Accused of having links with paramilitaries in the Huila Department, Triviño was allegedly linked to the 2000 deaths of professors Héctor Manrique Peñuela and Jesús María Cuellar. For these events and alleged links to the United Self-Defense Forces of Colombia, he was imprisoned at Cárcel La Picota in Bogotá in March 2012, but was released due to irregularities in his trial. He denied any allegations of links to paramilitary groups.

From 2008 to 2010, Triviño worked as an assistant for the Chamber of Representatives of Colombia. In 2010, he was Elected as Governor of the Caquetá Department in 2010 after the incumbent Governor Luis Francisco Cuéllar was assassinated by the Revolutionary Armed Forces of Colombia. He received 36,960 total votes with support from the Colombian Conservative Party and the Alternative Democratic Pole. His main rival was Carlos Orlando Cuéllar of the Social Party of National Unity, nephew of the late former Governor.

From 2020 until his death in 2021, Triviño served as an advisor to the Mayor of Florencia, Luis Antonio Ruiz.

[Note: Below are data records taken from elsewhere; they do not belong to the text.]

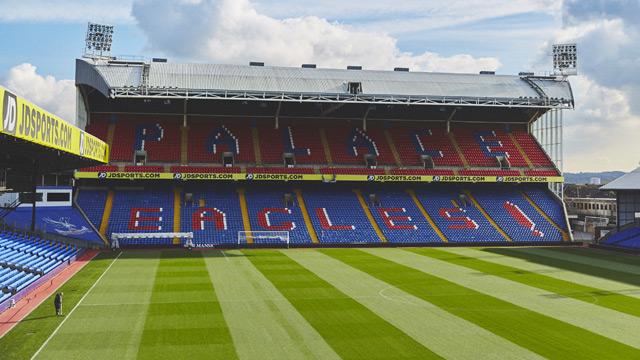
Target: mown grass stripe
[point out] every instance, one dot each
(353, 331)
(544, 335)
(184, 319)
(108, 323)
(612, 324)
(27, 336)
(600, 254)
(247, 298)
(574, 263)
(556, 273)
(584, 293)
(440, 331)
(578, 257)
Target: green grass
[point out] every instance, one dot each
(544, 335)
(537, 256)
(26, 337)
(184, 319)
(353, 331)
(608, 299)
(347, 303)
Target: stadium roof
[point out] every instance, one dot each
(630, 181)
(131, 79)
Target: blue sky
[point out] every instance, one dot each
(41, 39)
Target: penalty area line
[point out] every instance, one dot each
(74, 308)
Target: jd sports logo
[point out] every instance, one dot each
(81, 143)
(10, 110)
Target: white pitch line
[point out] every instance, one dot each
(74, 308)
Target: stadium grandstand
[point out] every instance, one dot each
(328, 156)
(423, 210)
(35, 143)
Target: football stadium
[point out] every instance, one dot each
(252, 211)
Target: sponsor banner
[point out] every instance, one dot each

Germán Medina Triviño was assassinated on 30 March 2021 while leaving his home in the Torasso sector of Florencia by two hitmen on a motorcycle. A reward of $50 million by authorities was offered for information on the assassins. His murder prompted reactions from several political figures, including Mauricio Gómez Amín, Pablo Catatumbo, and Timoleón Jiménez.